Por Ana Cristina Franco
Pasa, a veces, que se caen los nombres. Lo que antes era una palabra se convierte en un sonido extraño; lo que antes era un hombre se convierte en un conjunto de piel y huesos, sin sentido; eso que solíamos llamar realidad se vuelve un cúmulo de formas, sonidos, cuerpos abandonados en la tierra, despojados de sentido, de nombres. Los símbolos, los trajes, las palabras, se caen al piso y  se parten en pedacitos minúsculos que intentas ordenar, en vano, porque es como armar un rompecabezas con la arena. Quedas tú, desnuda en el desierto. Así es el cine de Bergman, como un ser humano desnudo en el desierto. Es como si Bergman hubiera agarrado la cámara al otro día de la muerte de Dios.

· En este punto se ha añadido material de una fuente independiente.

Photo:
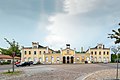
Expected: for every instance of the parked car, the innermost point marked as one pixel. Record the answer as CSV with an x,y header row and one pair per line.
x,y
23,64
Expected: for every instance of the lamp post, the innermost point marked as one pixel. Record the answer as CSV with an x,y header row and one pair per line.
x,y
117,61
13,55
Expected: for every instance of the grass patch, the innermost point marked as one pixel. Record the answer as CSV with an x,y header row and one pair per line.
x,y
12,73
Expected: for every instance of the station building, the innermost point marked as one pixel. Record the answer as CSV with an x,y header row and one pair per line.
x,y
45,55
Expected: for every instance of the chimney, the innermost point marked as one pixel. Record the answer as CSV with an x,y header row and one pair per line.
x,y
81,49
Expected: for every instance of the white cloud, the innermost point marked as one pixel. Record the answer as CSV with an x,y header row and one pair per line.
x,y
84,24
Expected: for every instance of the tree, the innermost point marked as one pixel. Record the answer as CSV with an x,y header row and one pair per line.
x,y
116,36
14,47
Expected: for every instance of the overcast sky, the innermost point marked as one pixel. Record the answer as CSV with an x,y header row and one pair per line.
x,y
53,23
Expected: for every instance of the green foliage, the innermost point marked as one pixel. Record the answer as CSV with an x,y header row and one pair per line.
x,y
115,35
14,47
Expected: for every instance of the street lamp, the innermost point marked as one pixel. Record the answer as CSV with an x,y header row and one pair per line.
x,y
13,55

Sonidos disonantes. El rostro de una mujer (o la mitad del rostro) sobre imágenes que pasan al ritmos del inconsciente: dibujos animados, un martillo, un pene, un clavo. Un cuerpo desproporcionado.Una mujer que decide callar, una pareja que huye y queda a la deriva, un hombe que juega ajedrez con la muerte. Bergman remite al inconsciente: el deseo, al miedo, a la experiencia terrenal. Bergman es la angustia existencial. Woody Allen dijo que quería ser como Bergman pero que no le salió. Porque debe ser difícil retratar  ese momento en el que todos los símbolos se destruyen y queda la piel, el ser ante la nada.